Wastra atau kain tradisional menghadapi tantangan berat di tengah perkembangan zaman terutama berhadapan dengan kain massal buatan pabrik. Perlu upaya kolektif untuk menggelorakan kecintaan terhadap wastra.
Oleh
NINO CITRA ANUGRAHANTO
·3 menit baca
YOGYAKARTA, KOMPAS — Wastra atau kain tradisional menghadapi tantangan berat di tengah perkembangan zaman terutama saat berhadapan dengan kain massal buatan pabrik. Perlu upaya kolektif dari para pemangku kepentingan untuk menggelorakan kecintaan dan apresiasi terhadap wastra utamanya di kalangan generasi milenial.
Tantangan itu berusaha dijawab melalui Asean Traditional Textile Symposium ke-7, yang akan digelar di Yogyakarta, November mendatang. Presiden Traditional Textile Arts Society of South East Asia (TTASSEA), Gusti Kanjeng Bendara Raden Ayu (GKBRAy) Adipati Paku Alam X, mengatakan, tantangan bagi kain-kain tradisional makin berat. Terlebih, kain-kain itu dibuat dengan tangan atau handmade.
Adapun lawannya adalah kain buatan pabrik yang harganya lebih murah. Untuk itu, dia berharap kain-kain tradisional buatan tangan itu lebih banyak dicintai masyarakat.
“Yang paling penting kita kenal dulu. Kalau tidak kenal, maka tidak sayang. Tapi, tantangannya berat, karena digempur semua oleh pabrikan. Maka, saya ingin, kita kenal dulu agar mencintai produk-produk wastra,” kata GKBRAy Adipati Paku Alam X.
Tantangan itu pula yang mendasari digelarnya Asean Traditional Textile Symposium. Harapannya, pelestarian kain-kain tradisional bisa dilakukan di seluruh kawasan Asia Tenggara. Kecintaan terhadap kain tradisional, khususnya buatan tangan, diusahakan terus tumbuh di tengah masyarakat. Simposium tersebut bakal berlangsung mulai 4-8 November 2019, di Hotel Royal Ambarukmo, Sleman, Daerah Istimewa Yogyakarta.

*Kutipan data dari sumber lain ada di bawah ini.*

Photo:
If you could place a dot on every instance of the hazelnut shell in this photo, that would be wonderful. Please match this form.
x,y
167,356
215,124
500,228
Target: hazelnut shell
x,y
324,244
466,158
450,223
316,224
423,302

Koordinator Simposium Sumartoyo mengatakan, simposium nantinya tidak sepenuhnya bernuansa akademis. Terdapat agenda lain berupa pameran, lomba kreasi kain tradisional, serta lomba fotografi yang ditujukan untuk meningkatkan ketertarikan masyarakat umum terhadap kain tersebut. Adapun dalam lomba kreasi kain tradisional, barang yang nantinya dibuat berupa dompet dan tas. Generasi milenial menjadi kelompok yang disasar dalam agenda tersebut.
“Kali ini kami ingin menyasar milenial. Kami ingin koleksi terdahulu dihargai, tetapi dengan perkembangan yang akan datang bisa diterima semuanya. Ini esensi dari lomba kreasi tersebut,” kata Sumartoyo.
Sekretaris TTASSEA Ani Bambang mengungkapkan, keterlibatan generasi muda sangat penting. Sebab, mereka adalah pihak yang nantinya mesti menjaga kelestarian kain tradisional tersebut. Kreativitas dan inovasi dari mereka menjadi hal yang ditunggu.
“Wastra itu memiliki nilai ekonomis. Kita tidak bisa meninggalkan itu. Harapannya, wastra-wastra ini bisa menjadi sesuatu yang baru. Itu pula yang menjadi alasan mengapa ajang ini digelar di Yogyakarta. Kota ini dikenal akan kreativitasnya,” kata Ani.
Dia menambahkan, motif dari wastra itu juga menjadi penanda terhadap satu generasi. Ia tidak menginginkan ada motif yang hilang dari masyarakatnya. Oleh karena itu, pengembangan produk berbahan wastra dengan barang-barang yang lekat dengan anak muda.
“Jangan sampai motif yang sudah ada hilang. Hilang satu motif artinya kita kehilangan satu generasi. Ini kenapa kami peduli dengan pelestarian. Pengembangan agar wastra bisa menjadi lebih aplikatif itu sangat penting,” kata Ani.
Pemimpin Wilayah BRI Yogyakarta Dedi Juhaeni mengatakan, sebagai sponsor utama dalam simposium tersebut, pihaknya siap terlibat di bidang pembinaan UMKM. Terlebih, dengan pelibatan UMKM untuk turut memamerkan hasil karya mereka di ajang tersebut.
“Kami melihat ini forum luar biasa. Ini bisa mengangkat nama Indonesia dan Yogyakarta melalui kain tradisional. Terlebih ada UMKM yang dilibatkan. Itu mendasari dukungan kami terhadap acara ini,” kata Dedi.